Cronache

Una campionessa di sci si riconosce quando sa evitare certe "scivolate"

C'è proprio bisogno di ricordare all'esperta in materia che il parlare è d'argento e il silenzio è d'oro?

Una campionessa di sci si riconosce quando sa evitare certe "scivolate"

C'è proprio bisogno di ricordare all'esperta in materia che il parlare è d'argento e il silenzio è d'oro? Evidentemente Sofia Goggia si intende di metalli, non di parole e concetti. Può essere un difetto dell'egocentrismo dei grandi atleti. Solitamente si assurge a campioni quando si evitano anche questi trabocchetti. Detto da Sofia un gay non avrebbe il coraggio di buttarsi giù dalla Streif. Quindi, andando per logica, una donna come lei ha avuto coraggio a buttarsi in discesa pur malconcia, un uomo può andare dovunque, il mondo gay (solo maschile o anche femminile?) ha qualche limite. Se lo raccontasse a Greg Louganis, antico campione dei tuffi sia dal trampolino sia dalla piattaforma 10 metri, potrebbe ricredersi. Non è chiaro se Goggia abbia mai visto qualcuno tuffarsi dai 10 metri, ma è un'esperienza che andrebbe fatta: e forse rivaluterebbe l'idea sul coraggio gay. Guardare un trampolino da sotto e vedere un fuscello che scende giù, rischiando anche di sbattere la testa contro la piattaforma, mette il brivido a chi guarda.

Figuriamoci a chi ci prova. Louganis (4 ori olimpici e 5 ori mondiali) era appunto gay, anche se fece coming out una volta chiusa la carriera. E così l'australiano Matt Mitcham argento ai giochi di Pechino 2008, e il ragazzino inglese Tom Daley che, a 15 anni, nel 2009 a Roma, vinse l'oro mondiale dalla piattaforma e nel 2017 si è sposato. Per buona conoscenza di Sofia va aggiunto che Louganis, durante la gara dal trampolino a Seul '88, sbattè la testa sul medesimo, venne ricucito con 5 punti di sutura, tornò in gara e vinse.
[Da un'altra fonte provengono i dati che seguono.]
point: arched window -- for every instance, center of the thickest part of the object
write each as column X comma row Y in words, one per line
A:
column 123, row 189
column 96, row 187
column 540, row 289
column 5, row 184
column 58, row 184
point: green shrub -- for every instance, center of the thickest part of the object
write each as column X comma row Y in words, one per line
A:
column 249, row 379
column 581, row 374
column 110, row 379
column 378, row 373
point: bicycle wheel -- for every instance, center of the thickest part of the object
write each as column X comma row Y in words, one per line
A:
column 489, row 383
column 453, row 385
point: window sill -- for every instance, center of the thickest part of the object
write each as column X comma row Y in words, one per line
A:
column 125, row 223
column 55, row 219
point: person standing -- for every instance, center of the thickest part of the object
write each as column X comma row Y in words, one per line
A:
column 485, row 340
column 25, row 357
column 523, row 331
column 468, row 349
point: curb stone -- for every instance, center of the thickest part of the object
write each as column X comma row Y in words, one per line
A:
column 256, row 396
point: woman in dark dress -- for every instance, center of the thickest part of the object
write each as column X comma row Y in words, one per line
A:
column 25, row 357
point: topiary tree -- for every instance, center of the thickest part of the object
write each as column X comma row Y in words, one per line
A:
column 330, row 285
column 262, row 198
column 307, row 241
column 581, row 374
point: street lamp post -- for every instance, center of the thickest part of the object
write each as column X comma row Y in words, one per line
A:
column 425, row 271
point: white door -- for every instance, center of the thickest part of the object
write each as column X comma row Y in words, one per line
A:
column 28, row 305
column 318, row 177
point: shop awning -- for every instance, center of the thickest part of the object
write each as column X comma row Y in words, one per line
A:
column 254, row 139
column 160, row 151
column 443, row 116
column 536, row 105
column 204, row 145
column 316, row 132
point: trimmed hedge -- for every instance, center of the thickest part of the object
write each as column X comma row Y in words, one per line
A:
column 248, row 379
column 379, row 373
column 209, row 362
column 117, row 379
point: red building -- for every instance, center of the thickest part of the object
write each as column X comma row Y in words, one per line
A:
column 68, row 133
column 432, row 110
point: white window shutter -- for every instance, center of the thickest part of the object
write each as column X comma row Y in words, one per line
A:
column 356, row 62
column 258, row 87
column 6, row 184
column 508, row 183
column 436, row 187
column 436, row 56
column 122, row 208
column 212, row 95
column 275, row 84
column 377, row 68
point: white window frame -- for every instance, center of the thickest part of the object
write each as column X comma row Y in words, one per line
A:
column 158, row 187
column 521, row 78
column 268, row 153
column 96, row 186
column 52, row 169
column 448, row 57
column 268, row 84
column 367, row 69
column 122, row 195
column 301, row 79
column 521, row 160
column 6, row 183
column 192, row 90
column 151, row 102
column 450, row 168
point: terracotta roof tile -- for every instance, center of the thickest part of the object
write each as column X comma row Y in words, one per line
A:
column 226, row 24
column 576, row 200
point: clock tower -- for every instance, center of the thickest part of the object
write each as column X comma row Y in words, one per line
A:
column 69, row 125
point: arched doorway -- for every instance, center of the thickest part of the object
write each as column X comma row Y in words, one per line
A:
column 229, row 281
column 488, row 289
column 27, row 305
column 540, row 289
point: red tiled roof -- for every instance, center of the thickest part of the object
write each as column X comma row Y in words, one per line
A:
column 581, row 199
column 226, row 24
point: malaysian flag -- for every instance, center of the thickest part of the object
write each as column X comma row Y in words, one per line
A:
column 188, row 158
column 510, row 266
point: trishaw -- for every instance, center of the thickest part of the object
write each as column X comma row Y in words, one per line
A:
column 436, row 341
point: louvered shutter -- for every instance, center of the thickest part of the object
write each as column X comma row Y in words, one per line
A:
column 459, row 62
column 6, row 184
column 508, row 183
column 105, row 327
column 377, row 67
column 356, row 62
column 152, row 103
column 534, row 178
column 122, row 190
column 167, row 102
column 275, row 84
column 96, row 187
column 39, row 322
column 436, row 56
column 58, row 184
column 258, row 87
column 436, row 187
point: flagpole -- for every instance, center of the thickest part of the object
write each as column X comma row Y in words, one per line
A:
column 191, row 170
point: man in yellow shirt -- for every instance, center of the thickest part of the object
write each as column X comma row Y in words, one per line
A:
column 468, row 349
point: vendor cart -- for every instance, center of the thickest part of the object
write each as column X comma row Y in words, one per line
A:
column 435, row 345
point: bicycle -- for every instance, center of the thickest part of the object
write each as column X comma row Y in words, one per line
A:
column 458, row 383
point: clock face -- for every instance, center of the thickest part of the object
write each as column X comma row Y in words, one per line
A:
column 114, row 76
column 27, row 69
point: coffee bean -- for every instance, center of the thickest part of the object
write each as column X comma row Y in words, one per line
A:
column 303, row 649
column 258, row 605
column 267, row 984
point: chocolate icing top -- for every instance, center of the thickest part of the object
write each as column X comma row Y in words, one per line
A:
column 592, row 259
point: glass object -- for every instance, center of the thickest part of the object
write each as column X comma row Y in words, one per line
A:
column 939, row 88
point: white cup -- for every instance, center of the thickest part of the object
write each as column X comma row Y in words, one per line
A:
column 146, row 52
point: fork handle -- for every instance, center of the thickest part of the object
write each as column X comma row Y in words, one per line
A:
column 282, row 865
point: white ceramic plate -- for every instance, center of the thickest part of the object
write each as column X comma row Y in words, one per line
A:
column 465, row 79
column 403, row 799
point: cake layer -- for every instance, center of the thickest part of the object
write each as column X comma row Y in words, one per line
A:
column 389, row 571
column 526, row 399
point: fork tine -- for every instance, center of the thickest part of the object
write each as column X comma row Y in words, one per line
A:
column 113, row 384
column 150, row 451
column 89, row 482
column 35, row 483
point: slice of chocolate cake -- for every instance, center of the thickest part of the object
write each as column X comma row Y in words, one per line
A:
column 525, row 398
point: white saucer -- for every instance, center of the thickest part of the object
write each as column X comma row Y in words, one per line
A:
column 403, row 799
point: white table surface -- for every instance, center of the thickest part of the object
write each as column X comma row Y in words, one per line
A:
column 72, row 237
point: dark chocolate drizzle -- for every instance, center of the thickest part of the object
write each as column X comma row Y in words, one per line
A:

Niente male. Poi, certo, c'è coraggio e coraggio: per esempio i calciatori hanno sempre faticato a fare coming out ed anche nel rugby non deve essere stato facile per Gareth Thomas, gallese di fama, raccontare la sua storia. Però se il coraggio si misura dall'impresa sportiva, cosa ne pensa dei pugili gay? Serve coraggio ad affrontare i pugni di un altro uomo. Ne prendi, ne restituisci ma fanno male sempre: al macio e al gay. Emile Griffith, che fu avversario di Nino Benvenuti per il mondiale dei medi, era un boxeur senza paura. Ed esagerò quando Benny Kid Paret, un cubano, continuò a chiamarlo «maricon» sul ring. Griffith era gay ma picchiava duro e quella volta si lasciò andare ad uno dei match più selvaggi visti: Paret finì steso e purtroppo morì in ospedale.

Griffith si portò il rimorso per la vita.